Écho de presse

Gertrude Ederle, la première « sirène » de la Manche

le 21/12/2020 par Jean-Marie Pottier
le 11/03/2019 par Jean-Marie Pottier - modifié le 21/12/2020
Gertrude Ederle et son entraîneur Jabez Wolffe l’année de sa première traversée avortée de la Manche, Agence Rol, août 1925 - source : Gallica-BnF
Gertrude Ederle et son entraîneur Jabez Wolffe l’année de sa première traversée avortée de la Manche, Agence Rol, août 1925 - source : Gallica-BnF

À l’été 1926, une jeune Américaine devient la première femme à traverser le « Channel » à la nage.
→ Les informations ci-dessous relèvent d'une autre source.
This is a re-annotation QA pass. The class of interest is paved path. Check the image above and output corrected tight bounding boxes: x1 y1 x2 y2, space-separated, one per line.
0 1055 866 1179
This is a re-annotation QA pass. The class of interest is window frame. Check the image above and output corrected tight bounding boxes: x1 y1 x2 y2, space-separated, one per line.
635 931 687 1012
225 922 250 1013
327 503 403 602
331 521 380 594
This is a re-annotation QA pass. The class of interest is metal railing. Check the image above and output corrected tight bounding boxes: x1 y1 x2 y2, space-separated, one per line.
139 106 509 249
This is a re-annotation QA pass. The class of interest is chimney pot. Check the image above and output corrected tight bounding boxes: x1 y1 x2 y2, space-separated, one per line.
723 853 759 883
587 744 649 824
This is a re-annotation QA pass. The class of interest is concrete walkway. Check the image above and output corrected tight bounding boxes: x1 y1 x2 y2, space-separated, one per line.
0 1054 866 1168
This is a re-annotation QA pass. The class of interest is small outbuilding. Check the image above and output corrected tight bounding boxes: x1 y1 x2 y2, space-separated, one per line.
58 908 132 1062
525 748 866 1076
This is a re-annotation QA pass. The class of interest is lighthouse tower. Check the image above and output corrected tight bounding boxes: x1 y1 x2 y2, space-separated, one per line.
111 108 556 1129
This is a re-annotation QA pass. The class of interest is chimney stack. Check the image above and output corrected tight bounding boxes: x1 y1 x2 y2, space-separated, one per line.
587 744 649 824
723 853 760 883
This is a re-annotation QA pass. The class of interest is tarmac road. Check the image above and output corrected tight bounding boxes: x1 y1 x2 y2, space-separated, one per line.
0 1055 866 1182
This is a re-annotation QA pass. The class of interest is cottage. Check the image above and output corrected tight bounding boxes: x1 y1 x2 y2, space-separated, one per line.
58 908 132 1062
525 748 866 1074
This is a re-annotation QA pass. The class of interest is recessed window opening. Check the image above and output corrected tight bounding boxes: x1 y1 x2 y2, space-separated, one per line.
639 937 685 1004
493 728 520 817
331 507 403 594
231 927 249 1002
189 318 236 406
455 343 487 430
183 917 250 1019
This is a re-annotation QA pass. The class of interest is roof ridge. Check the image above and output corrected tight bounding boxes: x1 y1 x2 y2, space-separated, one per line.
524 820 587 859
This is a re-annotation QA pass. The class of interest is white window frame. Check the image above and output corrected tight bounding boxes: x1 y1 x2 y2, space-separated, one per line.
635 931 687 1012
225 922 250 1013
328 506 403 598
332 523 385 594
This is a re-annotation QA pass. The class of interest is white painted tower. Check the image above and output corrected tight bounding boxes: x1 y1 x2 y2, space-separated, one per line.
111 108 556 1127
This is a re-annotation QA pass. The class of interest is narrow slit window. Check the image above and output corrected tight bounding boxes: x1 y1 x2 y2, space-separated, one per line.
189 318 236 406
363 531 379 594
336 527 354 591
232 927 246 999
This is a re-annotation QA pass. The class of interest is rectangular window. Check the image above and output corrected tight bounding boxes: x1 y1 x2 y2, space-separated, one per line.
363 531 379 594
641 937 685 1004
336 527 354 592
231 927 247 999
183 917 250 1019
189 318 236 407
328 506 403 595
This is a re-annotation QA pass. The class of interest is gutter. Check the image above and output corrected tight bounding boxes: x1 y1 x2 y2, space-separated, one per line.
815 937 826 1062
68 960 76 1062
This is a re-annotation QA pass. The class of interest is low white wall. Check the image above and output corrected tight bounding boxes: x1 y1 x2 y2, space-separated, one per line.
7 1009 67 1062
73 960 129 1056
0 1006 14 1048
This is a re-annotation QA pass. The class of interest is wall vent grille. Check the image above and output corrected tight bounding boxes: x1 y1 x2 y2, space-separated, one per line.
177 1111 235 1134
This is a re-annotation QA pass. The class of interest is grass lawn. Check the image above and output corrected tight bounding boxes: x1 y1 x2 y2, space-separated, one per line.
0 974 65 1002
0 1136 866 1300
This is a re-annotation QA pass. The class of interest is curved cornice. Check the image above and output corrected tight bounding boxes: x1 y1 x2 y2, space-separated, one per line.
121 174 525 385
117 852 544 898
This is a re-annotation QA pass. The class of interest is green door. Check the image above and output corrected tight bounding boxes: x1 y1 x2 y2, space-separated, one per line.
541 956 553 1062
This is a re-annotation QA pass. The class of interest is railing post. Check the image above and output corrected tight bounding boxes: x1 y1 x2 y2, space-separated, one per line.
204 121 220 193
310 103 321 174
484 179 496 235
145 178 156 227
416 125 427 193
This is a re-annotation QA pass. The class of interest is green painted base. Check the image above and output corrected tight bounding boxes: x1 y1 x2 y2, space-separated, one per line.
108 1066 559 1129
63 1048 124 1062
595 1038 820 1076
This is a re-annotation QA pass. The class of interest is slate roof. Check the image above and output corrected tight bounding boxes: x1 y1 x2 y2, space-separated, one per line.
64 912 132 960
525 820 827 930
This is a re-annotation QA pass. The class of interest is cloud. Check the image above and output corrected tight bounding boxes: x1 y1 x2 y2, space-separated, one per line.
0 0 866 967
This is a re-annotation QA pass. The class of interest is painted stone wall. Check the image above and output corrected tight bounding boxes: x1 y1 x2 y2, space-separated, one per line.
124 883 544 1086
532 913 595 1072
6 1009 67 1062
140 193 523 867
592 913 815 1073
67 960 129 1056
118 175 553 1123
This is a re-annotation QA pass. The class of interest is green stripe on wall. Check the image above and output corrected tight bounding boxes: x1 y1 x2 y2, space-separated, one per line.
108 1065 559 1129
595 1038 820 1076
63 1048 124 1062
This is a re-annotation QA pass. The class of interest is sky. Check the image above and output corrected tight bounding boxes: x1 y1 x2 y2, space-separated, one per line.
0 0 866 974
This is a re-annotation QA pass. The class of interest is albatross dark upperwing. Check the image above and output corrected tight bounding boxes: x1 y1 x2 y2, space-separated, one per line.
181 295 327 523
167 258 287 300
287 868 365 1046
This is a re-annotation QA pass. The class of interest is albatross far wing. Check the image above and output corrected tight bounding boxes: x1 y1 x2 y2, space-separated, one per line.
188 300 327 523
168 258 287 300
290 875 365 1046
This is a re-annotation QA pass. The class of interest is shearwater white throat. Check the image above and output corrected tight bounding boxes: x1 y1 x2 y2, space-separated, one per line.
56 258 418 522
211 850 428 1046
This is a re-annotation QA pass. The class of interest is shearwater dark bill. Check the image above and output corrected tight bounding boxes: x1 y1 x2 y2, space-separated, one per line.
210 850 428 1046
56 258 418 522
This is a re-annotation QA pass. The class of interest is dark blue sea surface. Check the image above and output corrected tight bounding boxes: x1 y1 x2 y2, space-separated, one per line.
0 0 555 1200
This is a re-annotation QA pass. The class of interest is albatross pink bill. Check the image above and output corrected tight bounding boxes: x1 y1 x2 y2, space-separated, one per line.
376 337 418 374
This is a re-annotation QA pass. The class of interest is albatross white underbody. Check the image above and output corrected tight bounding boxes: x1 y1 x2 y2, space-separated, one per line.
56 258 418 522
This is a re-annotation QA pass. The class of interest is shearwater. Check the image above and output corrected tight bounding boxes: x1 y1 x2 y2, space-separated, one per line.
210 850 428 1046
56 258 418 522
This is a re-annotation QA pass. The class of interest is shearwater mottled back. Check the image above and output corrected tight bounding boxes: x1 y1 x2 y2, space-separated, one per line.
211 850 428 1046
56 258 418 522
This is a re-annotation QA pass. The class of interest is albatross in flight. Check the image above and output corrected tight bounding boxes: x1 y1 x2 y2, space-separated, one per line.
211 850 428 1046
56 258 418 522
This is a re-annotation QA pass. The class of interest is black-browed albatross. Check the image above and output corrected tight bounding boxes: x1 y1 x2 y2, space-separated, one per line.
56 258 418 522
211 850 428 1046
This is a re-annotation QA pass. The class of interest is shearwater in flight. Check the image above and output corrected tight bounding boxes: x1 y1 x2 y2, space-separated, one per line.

En battant, au passage, les temps de tous les hommes l’ayant précédée.

« Combien d'hommes en feraient autant ? », s'exclame, un jour de l'été 1923, le quotidien Le Gaulois en saluant un exploit accompli à New York par une jeune nageuse américaine, Gertrude Ederle, pas encore âgée de dix-huit ans.

Trois ans plus tard, celle-ci donne une nouvelle fois raison à ses admirateurs en devenant, le 6 août 1926, la première femme à traverser la Manche.

À 21h39, elle touche les côtes anglaises à Kingsdown, le corps recouvert d'une quadruple couche de graisse pour se réchauffer et revêtu d'un maillot orné de l'aigle américain. Elle est accueillie par les acclamations des spectateurs assemblés sur la plage recouverte de feux de joie, mais fait aussi l'objet des soupçons d'un douanier britannique tatillon, qui lui fait passer le traditionnel entretien d'arrivée sur le territoire et lui demande de repasser le lendemain… avec son passeport.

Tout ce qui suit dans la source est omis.